Jim Leto: I’m hoping it’s going to be an 11th-hour fix. I’m dumbfounded by it and think it is a congressional tragedy. If it is implemented I think it will have irrevocable consequences on this country’s national security.

WashingtonExec: Are you having to take different steps in trying to prepare for this?

Jim Leto: I think sequestration will have a profound impact on the big companies. Even after sequestration, the defense budget will be huge and we are just a small part of that. We’ll survive and continue to grow even in a sequestered environment.

WashingtonExec: What kind of legacy do you hope to leave or what kind of legacy do you hope to have in your future endeavors?

Jim Leto: Robbins‑Gioia is a pretty well-known name in town as far as companies go and the reason for it is we’ve got a really good, solid reputation. The company was founded on integrity by two military personnel, one a colonel and one a general. The integrity of the company is what stands out for most people when they think about Robbins‑Gioia—and if there is a legacy I want to adhere to, it is to make sure that I don’t change that. This has been a great company, will continue to be a great company, and when I retire again, probably for the sixth or seventh time, my legacy will be that I left Robbins‑Gioia in a better state than when I found it and that the integrity and quality of this company continued to improve.
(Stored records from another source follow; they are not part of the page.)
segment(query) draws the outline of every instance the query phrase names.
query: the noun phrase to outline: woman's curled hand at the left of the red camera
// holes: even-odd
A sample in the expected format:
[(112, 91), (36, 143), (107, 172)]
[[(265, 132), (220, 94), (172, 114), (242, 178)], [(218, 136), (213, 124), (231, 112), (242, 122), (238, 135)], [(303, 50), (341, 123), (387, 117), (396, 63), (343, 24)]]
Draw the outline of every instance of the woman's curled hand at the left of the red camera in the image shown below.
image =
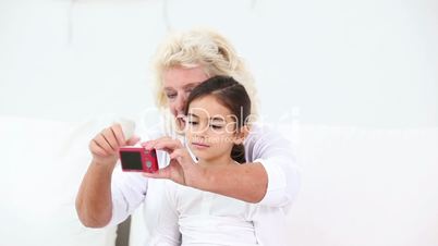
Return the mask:
[(89, 151), (93, 155), (93, 162), (97, 164), (115, 165), (119, 159), (119, 149), (122, 146), (135, 145), (139, 140), (133, 136), (125, 139), (120, 124), (113, 124), (102, 130), (89, 142)]

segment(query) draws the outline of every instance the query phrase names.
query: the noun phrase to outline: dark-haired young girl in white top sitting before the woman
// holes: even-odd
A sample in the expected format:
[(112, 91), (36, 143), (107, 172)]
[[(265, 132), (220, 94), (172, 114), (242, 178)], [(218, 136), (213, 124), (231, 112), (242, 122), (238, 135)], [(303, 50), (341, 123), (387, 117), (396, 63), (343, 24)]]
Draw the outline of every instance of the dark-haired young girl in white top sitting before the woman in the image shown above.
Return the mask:
[[(250, 131), (251, 100), (241, 84), (226, 76), (207, 79), (190, 94), (185, 114), (186, 147), (172, 151), (171, 159), (192, 156), (194, 164), (210, 171), (245, 162), (243, 142)], [(281, 208), (166, 182), (159, 222), (147, 245), (282, 245), (278, 242), (284, 237), (284, 221), (259, 218), (258, 212), (275, 213)]]

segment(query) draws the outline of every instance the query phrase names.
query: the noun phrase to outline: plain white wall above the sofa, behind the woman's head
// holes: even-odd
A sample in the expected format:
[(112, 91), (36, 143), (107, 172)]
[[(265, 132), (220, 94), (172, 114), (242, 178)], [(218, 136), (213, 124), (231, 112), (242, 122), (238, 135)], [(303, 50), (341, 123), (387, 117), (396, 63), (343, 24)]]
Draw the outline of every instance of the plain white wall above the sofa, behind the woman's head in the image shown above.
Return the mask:
[[(74, 4), (73, 4), (74, 3)], [(80, 121), (153, 107), (167, 29), (210, 26), (254, 72), (267, 121), (438, 125), (438, 3), (0, 0), (0, 114)]]

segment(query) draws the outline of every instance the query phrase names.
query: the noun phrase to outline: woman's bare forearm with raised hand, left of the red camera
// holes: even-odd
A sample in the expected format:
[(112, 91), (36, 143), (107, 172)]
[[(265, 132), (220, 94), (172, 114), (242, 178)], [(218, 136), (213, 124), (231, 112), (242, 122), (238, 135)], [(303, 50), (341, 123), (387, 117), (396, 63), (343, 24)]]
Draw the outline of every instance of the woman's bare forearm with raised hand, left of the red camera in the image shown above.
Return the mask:
[[(138, 140), (136, 137), (125, 140), (119, 124), (104, 130), (90, 140), (93, 160), (81, 183), (75, 202), (77, 216), (85, 226), (102, 227), (114, 220), (114, 207), (126, 207), (119, 202), (126, 200), (120, 195), (120, 190), (111, 190), (111, 177), (119, 158), (119, 147), (133, 145)], [(112, 195), (115, 195), (115, 199)]]

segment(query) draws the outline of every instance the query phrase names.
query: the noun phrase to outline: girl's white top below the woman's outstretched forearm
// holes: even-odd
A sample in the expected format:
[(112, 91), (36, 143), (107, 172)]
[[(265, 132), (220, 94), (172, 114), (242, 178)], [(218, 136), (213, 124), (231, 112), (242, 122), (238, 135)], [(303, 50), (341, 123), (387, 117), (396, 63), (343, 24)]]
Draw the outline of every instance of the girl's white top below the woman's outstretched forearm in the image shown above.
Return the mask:
[(171, 181), (163, 195), (148, 246), (260, 245), (254, 225), (257, 205)]

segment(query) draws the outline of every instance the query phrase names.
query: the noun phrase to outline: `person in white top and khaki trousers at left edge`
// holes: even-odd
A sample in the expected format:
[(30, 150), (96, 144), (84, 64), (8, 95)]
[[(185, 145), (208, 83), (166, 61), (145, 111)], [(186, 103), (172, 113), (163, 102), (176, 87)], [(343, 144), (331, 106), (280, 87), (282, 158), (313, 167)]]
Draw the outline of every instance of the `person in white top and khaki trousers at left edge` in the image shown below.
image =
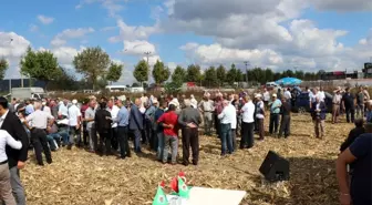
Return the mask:
[(17, 205), (10, 185), (8, 156), (6, 153), (7, 144), (14, 150), (22, 148), (20, 141), (16, 141), (7, 131), (0, 130), (0, 197), (7, 205)]

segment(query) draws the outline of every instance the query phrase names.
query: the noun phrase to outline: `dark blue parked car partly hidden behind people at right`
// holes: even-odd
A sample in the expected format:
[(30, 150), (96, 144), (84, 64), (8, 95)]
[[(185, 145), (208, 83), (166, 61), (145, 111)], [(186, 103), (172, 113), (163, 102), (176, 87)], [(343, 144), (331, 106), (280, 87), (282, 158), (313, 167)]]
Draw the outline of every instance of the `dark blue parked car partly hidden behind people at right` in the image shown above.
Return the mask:
[[(327, 112), (332, 113), (332, 94), (326, 92), (326, 106)], [(292, 101), (292, 112), (306, 113), (310, 112), (310, 98), (308, 92), (301, 92), (297, 95), (296, 100)]]

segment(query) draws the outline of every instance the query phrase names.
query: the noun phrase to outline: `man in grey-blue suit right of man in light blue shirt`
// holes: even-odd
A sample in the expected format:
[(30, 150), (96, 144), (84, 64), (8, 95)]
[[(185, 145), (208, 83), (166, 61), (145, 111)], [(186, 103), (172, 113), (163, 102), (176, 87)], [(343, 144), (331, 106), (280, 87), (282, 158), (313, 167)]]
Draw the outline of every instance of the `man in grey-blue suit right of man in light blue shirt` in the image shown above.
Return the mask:
[(131, 107), (130, 130), (134, 134), (134, 152), (141, 153), (141, 131), (143, 130), (143, 114), (140, 112), (141, 100), (136, 99)]

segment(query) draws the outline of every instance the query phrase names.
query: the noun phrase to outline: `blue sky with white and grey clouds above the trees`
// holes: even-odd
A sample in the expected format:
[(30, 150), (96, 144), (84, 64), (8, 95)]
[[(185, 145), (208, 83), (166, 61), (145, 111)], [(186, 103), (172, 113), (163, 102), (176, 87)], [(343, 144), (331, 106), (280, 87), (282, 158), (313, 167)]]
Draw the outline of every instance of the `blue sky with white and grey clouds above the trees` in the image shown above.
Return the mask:
[(370, 0), (3, 0), (1, 8), (6, 79), (20, 78), (29, 45), (53, 52), (71, 73), (74, 55), (99, 45), (124, 64), (116, 84), (135, 81), (145, 52), (170, 70), (249, 61), (248, 69), (353, 71), (372, 58)]

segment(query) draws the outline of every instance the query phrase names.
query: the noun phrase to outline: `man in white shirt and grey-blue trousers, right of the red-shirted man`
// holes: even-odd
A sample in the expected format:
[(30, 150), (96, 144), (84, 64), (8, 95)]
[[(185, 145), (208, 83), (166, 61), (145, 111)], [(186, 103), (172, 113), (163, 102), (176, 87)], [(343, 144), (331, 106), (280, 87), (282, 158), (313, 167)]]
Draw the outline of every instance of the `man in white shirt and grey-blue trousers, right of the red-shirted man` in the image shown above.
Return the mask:
[(236, 119), (235, 107), (231, 109), (228, 101), (223, 102), (224, 110), (218, 114), (220, 120), (220, 140), (221, 140), (221, 156), (226, 155), (226, 145), (228, 154), (232, 154), (231, 123)]

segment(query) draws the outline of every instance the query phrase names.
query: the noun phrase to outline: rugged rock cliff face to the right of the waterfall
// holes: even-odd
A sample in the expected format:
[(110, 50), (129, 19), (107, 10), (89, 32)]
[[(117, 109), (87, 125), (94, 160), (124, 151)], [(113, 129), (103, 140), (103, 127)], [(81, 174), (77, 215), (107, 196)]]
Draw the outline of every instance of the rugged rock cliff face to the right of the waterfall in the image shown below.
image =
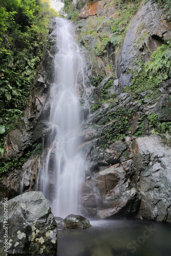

WashingtonExec: What is the best piece of advice you have ever received?

Jim Leto: Don’t retire. That came from my wife. I’ve retired six times—I don’t do it well.

I don’t know if it’s that my wife is telling me to go back to work or if it’s just that I don’t retire well. I can’t play golf or go fishing or hunting every day. I’ve got to have something that is meaningful in my life besides leisure activities.

WashingtonExec: Was it ever a hard decision to come out of retirement or have you always kind of hit the ground running ready to go?

Jim Leto: I hit the ground ready to go. I don’t like retirement. I guess I’m a little weird in that regard.

WashingtonExec: Do you think this might be your last position before you retire for the last time?

Jim Leto: I suspect this is going to be my last gig. There’s not a big market for 70-year-old CEOs. The reason I’m the CEO right now is because I bought the company; myself and my partners.

WashingtonExec: If you have three pieces of advice for your children, what would they be?

Jim Leto: I’ve always had good advice for my kids; they just never listened to me. One of the things that I believe pretty strongly—and how I tried to raise my children and how I’ve seen my grandchildren being raised today—is that you should never tell a child, “just go out there and do the best you can.” You’re basically saying that it is OK not to win—that you accept failure. You should tell your children to go out there, find your niche, and win—hit a home run, and never give up. I don’t think you should teach your children to accept failure. It’s not how I run companies and it’s not how I run my life.

The companies that don’t win contracts don’t succeed. You don’t tell people that are working on a proposal to just do the best they can.

WashingtonExec: Who is someone that you admire in the government contracting industry?

Jim Leto: That’s a hard question. I guess the people that I really admire are the ones that run the large defense companies of the world, who make a major commitment to national security. They help make this nation safe and our lives grounded in security and stability.